Nous avons ensuite été séduits par une lasagne au brie et aux asperges. Une assiette décadente et coulante, sans l'amertume parfois agaçante de la croûte de certains fromages de ce type. Des asperges croquantes et d'un vert plein de printemps venaient s'affirmer contre le gras moelleux de la pâte molle fondue. Un délice.

Mais aucun de ces plats (à part les frites) n'avait encore réellement ravi notre grande fille de 6 ans- en fait, ce n'est pas vrai, c'est elle qui a mangé presque toutes les petites tomates cerises hollandaises hyper douces de la salade au feta- lorsqu'est arrivée la tartelette aux champignons, une construction à base de pâte feuilletée et couverte d'une montagne de porcini, de pleurotes et de morceaux de truffes, revenus dans un peu de beurre et juste assez salés. Ses yeux se sont soudainement allumés et on n'en a plus entendu parler.
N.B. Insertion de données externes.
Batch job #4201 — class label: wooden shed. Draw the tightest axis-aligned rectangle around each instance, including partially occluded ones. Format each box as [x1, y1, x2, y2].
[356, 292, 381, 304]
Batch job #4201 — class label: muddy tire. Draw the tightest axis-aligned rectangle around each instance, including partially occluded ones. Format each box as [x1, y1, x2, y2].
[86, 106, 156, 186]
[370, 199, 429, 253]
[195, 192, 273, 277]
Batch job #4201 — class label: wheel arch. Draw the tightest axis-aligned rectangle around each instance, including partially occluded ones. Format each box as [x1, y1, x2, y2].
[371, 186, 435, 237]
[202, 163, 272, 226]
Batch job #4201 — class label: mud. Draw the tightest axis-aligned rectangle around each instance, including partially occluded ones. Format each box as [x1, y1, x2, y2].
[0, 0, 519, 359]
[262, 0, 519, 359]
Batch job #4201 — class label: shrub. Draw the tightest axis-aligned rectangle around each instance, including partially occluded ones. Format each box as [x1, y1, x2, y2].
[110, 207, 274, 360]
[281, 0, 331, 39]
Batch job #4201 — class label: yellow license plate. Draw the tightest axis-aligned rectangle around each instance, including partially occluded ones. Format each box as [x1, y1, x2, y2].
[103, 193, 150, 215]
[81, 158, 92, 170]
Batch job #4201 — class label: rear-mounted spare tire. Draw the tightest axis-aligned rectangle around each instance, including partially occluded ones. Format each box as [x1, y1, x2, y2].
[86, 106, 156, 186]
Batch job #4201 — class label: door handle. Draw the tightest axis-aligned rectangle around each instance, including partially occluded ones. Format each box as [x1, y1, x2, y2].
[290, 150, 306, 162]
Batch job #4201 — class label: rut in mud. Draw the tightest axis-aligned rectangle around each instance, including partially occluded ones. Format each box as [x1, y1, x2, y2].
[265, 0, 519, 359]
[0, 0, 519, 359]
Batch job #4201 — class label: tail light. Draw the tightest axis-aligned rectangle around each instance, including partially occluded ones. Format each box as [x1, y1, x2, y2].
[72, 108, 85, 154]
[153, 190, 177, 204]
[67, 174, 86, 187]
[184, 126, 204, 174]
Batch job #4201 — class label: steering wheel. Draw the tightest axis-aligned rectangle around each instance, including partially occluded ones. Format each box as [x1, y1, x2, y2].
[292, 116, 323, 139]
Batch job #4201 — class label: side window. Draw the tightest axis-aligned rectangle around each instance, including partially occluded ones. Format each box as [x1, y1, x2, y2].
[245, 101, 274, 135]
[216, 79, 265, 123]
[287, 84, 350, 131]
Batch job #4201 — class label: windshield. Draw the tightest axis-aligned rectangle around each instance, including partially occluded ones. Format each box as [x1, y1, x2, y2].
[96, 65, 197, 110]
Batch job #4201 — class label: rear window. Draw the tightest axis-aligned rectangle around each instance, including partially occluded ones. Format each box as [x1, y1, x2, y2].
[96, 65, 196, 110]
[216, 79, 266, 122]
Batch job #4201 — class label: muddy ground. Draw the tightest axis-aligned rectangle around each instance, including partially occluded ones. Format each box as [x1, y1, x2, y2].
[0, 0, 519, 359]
Les parents ont pu arroser le tout de quelques verres d'un ripasso bien senti, puisque même si c'est encore peu connu, le restaurant a tous les permis qu'il faut depuis un bon moment.

Desserts

Pour le dessert, évidemment, impossible de passer à côté des brownies au chocolat et à l'espresso, même quand il faut se battre à table pour qu'on nous garde un morceau. Ces brownies- ils pourraient aussi s'appeler fondant ou fudge que l'on ne s'en offusquerait pas du tout- valent le détour. Faites avec sûrement à peine une cuillerée symbolique de farine, mais surtout du Valhrona et du Illy déca, du beurre et des oeufs probablement venus d'animaux à qui on a chanté des berceuses lorsque petits, ces sucreries au goût profond de chocolat, qui fondent dans la bouche, n'ont rien à voir avec ce qu'on a déjà connu.

Juste avec tout cela, on aurait pu être comblés. Mais au-delà de la nourriture, il se passe quelque chose de charmant chez Olive, le soir. C'est moins fou que le midi, les artisans qui y travaillent peuvent prendre le temps de sourire, de parler plus qu'une seconde et quart. Le rythme pressé du lunch laisse place à une douce ambiance de soirée chaleureuse et apaisante. J'en veux un dans mon quartier!

Olive et Gourmando

351, rue Saint-Paul O.

Prix: À cinq (deux adultes, deux enfants, un bébé) le repas nous a coûté 115 $, incluant vin, pourboire, taxes et tutti quanti.

Faune: Des couples du quartier, des travailleurs du Vieux-Montréal (agences de pub, architectes, designers...) qui s'y sont donné rendez- vous après le travail, avant d'aller au cinéma.

Plus: La qualité de la nourriture. C'est frais, c'est bien assaisonné, c'est savoureux, c'est plein de légumes. On a l'impression de mordre dans un potager.

Moins: Il n'y a pas de chaise haute. Qui leur en trouve une belle, en bois, recyclée?